Although there was certainly a church on or near the site much earlier, the oldest parts of the present building are the pointed arches of 1225 in the north and south transepts. The 72 foot tower and supporting arches are 1400.
In 1860, the Victorians employed John Hicks, the Dorchester architect, to undertake an extensive restoration. At the time, he had Thomas Hardy, who would later become the world-famous novelist, as an architectural pupil, so it is reasonable to assume he would have worked on this important project. Hicks was responsible for the building or restoration of at least 27 churches in the county. (For further information see East Holme) The project involved the complete rebuilding of the chancel and lengthening the nave by two new bays. The work allowed the destruction of some unsightly galleries. The end result is a triumph because the new and the old have been skilfully and very sensitively grafted together. The Caen stone pulpit is also of this period and features the Sermon on the Mount in relief.
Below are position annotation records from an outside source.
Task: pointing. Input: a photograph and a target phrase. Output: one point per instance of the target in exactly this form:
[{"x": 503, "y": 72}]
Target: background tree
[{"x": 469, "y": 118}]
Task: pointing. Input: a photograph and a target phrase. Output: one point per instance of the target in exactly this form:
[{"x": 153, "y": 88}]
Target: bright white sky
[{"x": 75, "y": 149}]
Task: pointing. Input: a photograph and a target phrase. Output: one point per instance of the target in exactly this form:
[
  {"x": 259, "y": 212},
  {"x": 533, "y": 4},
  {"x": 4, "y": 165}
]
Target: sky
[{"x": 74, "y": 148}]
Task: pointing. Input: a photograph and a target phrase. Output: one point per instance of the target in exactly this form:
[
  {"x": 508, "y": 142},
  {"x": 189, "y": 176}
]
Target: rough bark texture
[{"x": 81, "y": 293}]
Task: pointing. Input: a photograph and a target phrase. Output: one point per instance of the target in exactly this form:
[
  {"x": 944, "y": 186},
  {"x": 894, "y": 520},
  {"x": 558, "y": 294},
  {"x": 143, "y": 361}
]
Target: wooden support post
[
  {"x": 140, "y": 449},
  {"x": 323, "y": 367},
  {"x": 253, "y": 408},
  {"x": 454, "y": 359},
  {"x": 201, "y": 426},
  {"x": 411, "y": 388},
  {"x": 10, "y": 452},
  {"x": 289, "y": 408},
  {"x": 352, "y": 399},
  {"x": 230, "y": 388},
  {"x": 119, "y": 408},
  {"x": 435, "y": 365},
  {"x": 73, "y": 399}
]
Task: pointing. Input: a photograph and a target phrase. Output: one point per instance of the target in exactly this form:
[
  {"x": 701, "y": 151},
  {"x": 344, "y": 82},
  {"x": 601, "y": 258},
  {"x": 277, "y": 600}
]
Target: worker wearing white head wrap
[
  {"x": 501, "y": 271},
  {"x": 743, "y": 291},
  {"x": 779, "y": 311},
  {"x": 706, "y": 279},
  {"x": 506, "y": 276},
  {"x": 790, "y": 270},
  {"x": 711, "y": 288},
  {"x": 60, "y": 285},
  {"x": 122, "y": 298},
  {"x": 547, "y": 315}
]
In the north transept, there is a recumbent figure of a knight. The chain-mail covering of the head and body together with the kick spurs suggests that it belongs to the period before 1300. The identity is uncertain, but it might well be John Gervase who held land locally and was a generous benefactor to the church.
The cross under the east chancel window was given in memory of a churchwarden and the silver-work represents the pebbles on the Chesil Beach. The window in the Lady chapel was erected in memory of Queen Victoria.
The parvis chamber over the south porch used not to be open to the body of the church. Originally, it would have been used by visiting priests, who served the three chantries which the church contained in Mediaeval times. Note the chimney outside that once led to a fireplace used to keep them warm in winter. The font is 1400.
The first organ was installed in 1815 by G B England and rebuilt in the north chancel in 1884. In 1934, a pneumatic action and mobile console were added. A legacy made a complete restoration by Geo. Osmond of Taunton possible in 1984, which incorporated Walker organ components from a redundant church in Tonbridge Wells.
In 1996, the roof was badly damaged by fire, although it has now been fully repaired. During the restoration the opportunity was taken to lay a new stone floor, fit new lighting and provide modern pews. Note the most attractive bosses in the stunning wagon roof.